Села я и задумалась. Ладно, выдюжим. Ты же сильная, Лида!
Только вот сильной я себе уже не казалась…
Никто не знает, какая я слабая… и какая… несчастная.
На аборт я пошла. Разумеется. Ну и прошло все, как… Как и должно было пройти.
Больно и страшно. Наркоз мне не дали – какой там наркоз? Наркоз давали за деньги. А здесь по направлению. Только укол анальгина в задницу. А я ничего, терпела. Зубами скрипела и терпела.

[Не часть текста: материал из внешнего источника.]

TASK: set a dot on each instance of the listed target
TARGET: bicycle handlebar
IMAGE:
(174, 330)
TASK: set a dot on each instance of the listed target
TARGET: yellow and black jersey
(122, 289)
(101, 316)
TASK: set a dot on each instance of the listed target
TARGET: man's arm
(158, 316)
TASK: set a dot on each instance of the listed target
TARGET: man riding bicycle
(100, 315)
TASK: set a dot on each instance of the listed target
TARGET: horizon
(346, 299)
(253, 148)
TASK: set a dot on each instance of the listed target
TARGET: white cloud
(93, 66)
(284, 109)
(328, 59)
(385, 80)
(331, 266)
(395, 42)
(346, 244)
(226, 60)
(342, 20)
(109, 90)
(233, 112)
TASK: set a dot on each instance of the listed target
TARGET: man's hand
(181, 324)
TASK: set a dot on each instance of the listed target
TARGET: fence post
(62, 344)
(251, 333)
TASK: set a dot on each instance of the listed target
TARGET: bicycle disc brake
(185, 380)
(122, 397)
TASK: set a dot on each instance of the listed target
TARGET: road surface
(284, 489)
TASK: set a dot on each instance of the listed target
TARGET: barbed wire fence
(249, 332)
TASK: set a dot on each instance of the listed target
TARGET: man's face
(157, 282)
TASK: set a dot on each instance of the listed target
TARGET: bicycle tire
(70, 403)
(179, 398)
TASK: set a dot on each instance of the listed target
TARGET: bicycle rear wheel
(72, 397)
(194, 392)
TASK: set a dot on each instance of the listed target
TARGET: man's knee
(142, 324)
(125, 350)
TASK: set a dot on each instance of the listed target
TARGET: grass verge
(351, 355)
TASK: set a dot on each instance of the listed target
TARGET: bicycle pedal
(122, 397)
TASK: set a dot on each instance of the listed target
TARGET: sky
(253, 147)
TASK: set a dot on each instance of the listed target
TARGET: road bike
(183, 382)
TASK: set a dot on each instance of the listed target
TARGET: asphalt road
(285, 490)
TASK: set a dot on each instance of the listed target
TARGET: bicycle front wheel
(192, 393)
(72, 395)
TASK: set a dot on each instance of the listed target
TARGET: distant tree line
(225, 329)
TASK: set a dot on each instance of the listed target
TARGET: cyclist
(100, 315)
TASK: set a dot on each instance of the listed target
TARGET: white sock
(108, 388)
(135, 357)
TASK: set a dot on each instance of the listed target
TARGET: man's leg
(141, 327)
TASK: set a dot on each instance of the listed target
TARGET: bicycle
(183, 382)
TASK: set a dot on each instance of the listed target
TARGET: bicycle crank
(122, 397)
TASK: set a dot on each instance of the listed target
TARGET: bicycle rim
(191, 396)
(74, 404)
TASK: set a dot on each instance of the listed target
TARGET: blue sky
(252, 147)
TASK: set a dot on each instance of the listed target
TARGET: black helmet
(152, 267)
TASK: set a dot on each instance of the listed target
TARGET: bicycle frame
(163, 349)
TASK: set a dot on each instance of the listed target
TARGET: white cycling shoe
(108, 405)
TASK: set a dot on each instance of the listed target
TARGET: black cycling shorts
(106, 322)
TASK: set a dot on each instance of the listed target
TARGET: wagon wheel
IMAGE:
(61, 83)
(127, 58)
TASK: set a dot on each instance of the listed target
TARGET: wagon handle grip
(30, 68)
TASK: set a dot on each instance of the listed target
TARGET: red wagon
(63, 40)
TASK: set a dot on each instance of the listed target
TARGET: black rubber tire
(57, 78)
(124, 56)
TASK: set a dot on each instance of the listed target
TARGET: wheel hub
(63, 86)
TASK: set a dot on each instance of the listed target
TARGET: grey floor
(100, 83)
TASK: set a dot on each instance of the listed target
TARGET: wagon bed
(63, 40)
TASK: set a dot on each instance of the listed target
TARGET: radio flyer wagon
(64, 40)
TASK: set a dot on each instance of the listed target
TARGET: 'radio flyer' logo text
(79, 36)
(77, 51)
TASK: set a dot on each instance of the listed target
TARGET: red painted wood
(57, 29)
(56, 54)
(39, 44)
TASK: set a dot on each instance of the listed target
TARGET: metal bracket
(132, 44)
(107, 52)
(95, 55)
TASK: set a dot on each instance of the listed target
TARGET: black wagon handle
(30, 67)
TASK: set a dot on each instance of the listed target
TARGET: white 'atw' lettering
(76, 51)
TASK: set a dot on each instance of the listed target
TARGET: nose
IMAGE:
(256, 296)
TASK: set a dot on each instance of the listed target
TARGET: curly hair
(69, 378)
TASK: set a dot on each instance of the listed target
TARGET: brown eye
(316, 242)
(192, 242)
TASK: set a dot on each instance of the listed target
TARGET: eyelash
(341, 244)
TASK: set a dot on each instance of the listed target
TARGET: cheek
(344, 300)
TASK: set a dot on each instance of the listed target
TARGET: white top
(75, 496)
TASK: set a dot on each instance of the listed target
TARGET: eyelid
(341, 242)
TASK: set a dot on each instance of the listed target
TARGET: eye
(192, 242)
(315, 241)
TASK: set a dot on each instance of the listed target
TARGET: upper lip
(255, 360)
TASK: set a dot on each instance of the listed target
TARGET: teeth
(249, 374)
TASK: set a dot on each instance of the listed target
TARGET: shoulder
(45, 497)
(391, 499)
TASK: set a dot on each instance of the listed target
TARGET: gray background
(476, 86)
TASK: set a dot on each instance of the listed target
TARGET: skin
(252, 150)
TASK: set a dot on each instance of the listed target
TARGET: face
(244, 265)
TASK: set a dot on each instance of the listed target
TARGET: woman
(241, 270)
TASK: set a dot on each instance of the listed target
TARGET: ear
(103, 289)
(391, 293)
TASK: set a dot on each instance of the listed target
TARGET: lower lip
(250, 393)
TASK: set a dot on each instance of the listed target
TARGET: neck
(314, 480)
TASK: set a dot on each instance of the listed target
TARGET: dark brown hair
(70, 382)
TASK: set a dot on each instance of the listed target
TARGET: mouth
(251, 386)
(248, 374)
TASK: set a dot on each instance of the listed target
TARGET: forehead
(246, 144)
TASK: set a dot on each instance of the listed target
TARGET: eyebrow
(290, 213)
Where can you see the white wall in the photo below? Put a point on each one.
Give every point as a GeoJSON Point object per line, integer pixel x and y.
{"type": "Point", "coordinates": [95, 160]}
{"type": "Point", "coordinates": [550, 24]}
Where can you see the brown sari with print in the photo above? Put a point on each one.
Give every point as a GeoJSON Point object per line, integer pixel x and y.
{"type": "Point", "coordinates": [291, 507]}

Пусть, думала, мне будет больно! Чтобы на всю жизнь запомнить! И возненавидеть тебя, Дима, сильнее!
Осталась там до утра. Врачиха меня пожалела, наверное, видела, как я терплю и никого не кляну. Сделала на ночь снотворный укол – ну, я и уснула.
Утром проснулась – есть хочу. Да как! Смолотила и холодную пшенную кашу с комками, и яйцо, и хлеб с маслом. И просто хлеб – три куска. На корке была полоска плесени – а я ничего, смолотила! И два стакана какао. По три куска сахара в каждом.
И снова мне захотелось спать. Но меня подняли и велели валить. Хватит, мол, належалась. Тут таких, как ты, – вагон и тележка. Давай дуй домой.
Ехала я в автобусе и прям засыпала. А солнце так било в окна, что глаза не открыть. Светило по-летнему и, кажется, грело. Снег весь подтаял, по дороге бежали мутные и быстрые ручьи. Глина хлюпала под ногами, обнажая прошлогодние кляксы коровьего навоза, окурков и старых размокших газет.